As a report today from the London School of Economics highlights, poor mental health accounts for nearly half of all illness in under-65s but many people receive no treatment, despite effective therapies existing. The policy challenges are huge - from rolling out psychological therapies in all parts of the country to ensuring that assessments for unemployment benefits take full account of mental health as well as physical health. The debate previewed the introduction of a bill that will finally end the discriminatory laws that can prevent those who have experienced mental health problems from serving as a school governor, a juror, a director of a public company or a Member of Parliament.

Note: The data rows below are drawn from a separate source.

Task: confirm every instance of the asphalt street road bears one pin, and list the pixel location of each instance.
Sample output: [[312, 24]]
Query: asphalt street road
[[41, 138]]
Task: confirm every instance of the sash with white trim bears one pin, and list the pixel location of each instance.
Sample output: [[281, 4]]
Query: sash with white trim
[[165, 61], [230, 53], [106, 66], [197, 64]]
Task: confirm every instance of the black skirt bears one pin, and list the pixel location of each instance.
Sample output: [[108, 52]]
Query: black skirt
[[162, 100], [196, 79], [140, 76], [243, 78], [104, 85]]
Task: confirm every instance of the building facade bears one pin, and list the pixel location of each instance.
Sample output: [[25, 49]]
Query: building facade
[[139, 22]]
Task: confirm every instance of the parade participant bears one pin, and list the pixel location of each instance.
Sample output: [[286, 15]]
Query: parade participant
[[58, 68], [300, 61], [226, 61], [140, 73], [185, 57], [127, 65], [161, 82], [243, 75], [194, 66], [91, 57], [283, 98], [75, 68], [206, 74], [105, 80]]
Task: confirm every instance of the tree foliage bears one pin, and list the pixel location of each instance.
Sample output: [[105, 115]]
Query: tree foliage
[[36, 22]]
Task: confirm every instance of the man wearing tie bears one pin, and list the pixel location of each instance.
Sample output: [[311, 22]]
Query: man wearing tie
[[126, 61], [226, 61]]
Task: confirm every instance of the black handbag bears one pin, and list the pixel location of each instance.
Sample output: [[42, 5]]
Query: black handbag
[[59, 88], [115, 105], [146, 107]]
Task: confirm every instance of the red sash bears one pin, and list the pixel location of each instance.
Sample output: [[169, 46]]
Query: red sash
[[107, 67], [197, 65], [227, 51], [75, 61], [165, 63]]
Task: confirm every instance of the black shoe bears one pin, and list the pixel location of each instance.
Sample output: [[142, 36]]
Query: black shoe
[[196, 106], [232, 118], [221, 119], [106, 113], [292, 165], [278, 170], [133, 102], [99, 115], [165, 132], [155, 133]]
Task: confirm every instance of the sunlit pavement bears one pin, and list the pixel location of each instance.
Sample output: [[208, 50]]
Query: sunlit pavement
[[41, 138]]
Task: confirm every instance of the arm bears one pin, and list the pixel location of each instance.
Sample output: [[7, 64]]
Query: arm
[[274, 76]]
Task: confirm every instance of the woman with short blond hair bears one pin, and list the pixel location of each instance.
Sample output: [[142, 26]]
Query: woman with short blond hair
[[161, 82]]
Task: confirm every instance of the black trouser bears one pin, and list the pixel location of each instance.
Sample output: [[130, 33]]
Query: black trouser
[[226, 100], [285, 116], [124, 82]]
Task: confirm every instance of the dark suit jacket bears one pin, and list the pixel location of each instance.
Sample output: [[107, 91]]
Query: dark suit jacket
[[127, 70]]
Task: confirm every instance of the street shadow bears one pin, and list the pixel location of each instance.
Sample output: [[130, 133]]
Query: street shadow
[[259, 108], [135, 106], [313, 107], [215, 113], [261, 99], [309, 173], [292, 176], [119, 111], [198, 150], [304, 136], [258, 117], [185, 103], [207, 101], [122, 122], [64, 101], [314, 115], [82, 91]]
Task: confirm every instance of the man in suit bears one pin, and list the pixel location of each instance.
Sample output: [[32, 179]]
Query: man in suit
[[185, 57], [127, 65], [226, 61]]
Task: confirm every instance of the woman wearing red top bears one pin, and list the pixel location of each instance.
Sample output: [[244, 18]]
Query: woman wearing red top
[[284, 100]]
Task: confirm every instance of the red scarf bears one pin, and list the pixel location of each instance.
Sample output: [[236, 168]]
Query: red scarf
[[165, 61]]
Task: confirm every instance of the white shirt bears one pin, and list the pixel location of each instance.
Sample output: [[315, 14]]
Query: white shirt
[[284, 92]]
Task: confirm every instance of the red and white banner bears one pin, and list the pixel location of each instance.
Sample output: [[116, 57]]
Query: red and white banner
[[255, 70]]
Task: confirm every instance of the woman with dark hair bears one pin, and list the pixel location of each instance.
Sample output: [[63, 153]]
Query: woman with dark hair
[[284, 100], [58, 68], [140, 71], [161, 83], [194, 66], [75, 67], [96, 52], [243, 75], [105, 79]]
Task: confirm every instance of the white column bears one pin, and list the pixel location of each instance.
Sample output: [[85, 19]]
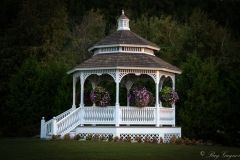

But as one of the LSE report's authors, Professor Lord Layard, said today, change first requires a new public attitude. Our reticence to discuss mental health means that issues go unnoticed, un-discussed and untreated, and problems that could have been dealt with become entrenched and harder to resolve. Specialist services for those suffering from severe and enduring mental health problems like schizophrenia will always be critical, but with over 400,000 Britons reporting that work-related stress is making them ill it makes no sense to package mental health off as a discrete problem to be dealt with by unseen isolated services. Mental health is everyone's responsibility but most of us do not know much about it, and this ignorance can mean our responses are shaped by fear.
Mental Health First Aid seeks to address this by improving the mental health literacy of the population. Imported from Australia, this two-day training course teaches people how to spot the early signs of poor mental health, and gives them the skills and confidence to provide support to family members, friends or colleagues. There are now over 650 accredited mental health first aid instructors in England who have so far delivered the two-day course to over 40,000 people. Take-up has mostly been by frontline public service professionals - NHS workers, police officers and teachers. With one in 10 children experiencing mental health problems, and very high rates among people with long-term health conditions and those in the criminal justice service, these are the right places to start. But private sector companies, including John Lewis, Mitie, Linklaters and Tata Steel, are also providing mental health first aid training to their staff and seeing increases in productivity and reductions in sickness absence.
MPs did themselves proud on Thursday, showing thoughtfulness, insight and courage. It was a debate that showed how much progress has been made, but also how far there is to go. The words of Kevan Jones MP as he disclosed his own experience of depression - "I do not know whether I have done the right thing. Perhaps I will go home tonight and think I have not, but I think I have. I hope that it does not change anyone's view of me" - will have resonated with all those who have hoped for acceptance and understanding of their mental health problems.
If initiatives like Mental Health First Aid can improve the mental health literacy of the population, it will build understanding in every community. It will build the confidence to talk about mental health, not to fear it, and help prevent problems developing. At the very least it would start to reduce the stigma people face.